Since the late 1980s, the Brazilian government has sought to contact isolated tribes only if it believes they are in imminent danger.

Experts say protecting isolated tribes is ever more challenging.

“The problem is that there are no empty spaces in the Amazon,” said José Carlos Meirelles, a former FUNAI official who has been working with isolated tribes since 1971. “You fly over it and see all that forest, but down there, it's full of people - drug dealers, illegal loggers and others.”

Fiona Watson, the research and advocacy director at Survival International, a group that advocates for the protection of isolated communities, said she hopes the new video will bolster efforts to shield indigenous territories.

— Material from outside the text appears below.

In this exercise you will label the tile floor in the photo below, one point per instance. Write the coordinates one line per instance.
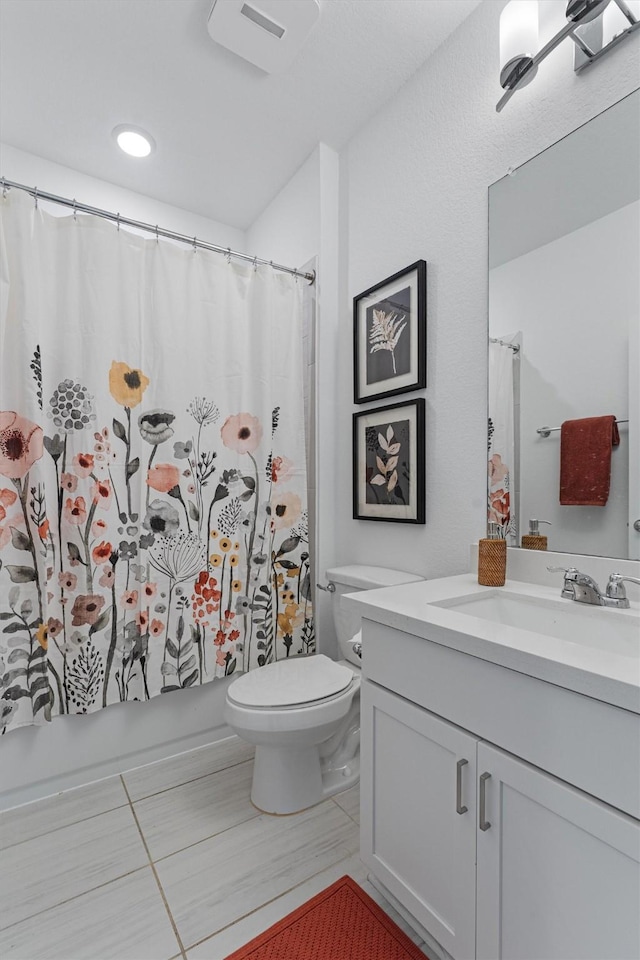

“He looks healthy, which is very encouraging,” she said. “He has survived this long in a very violent frontier region of the Amazon.”

Budget cuts have forced FUNAI to shut down monitoring posts in remote areas, and its installations have come under attack as miners and loggers have forged deeper into the Amazon.

The post responsible for monitoring the lone survivor was ransacked in 2009.

Watson said the man in the video embodied the right to self-determination that the world's last isolated people should be entitled to.

“He is the ultimate symbol of resilience and resistance,” she said. “But we are witnessing genocide in real time. Once he's gone, his people will have disappeared forever, along with all their history and knowledge. To me, that's a huge loss, and one that can and must be stopped.”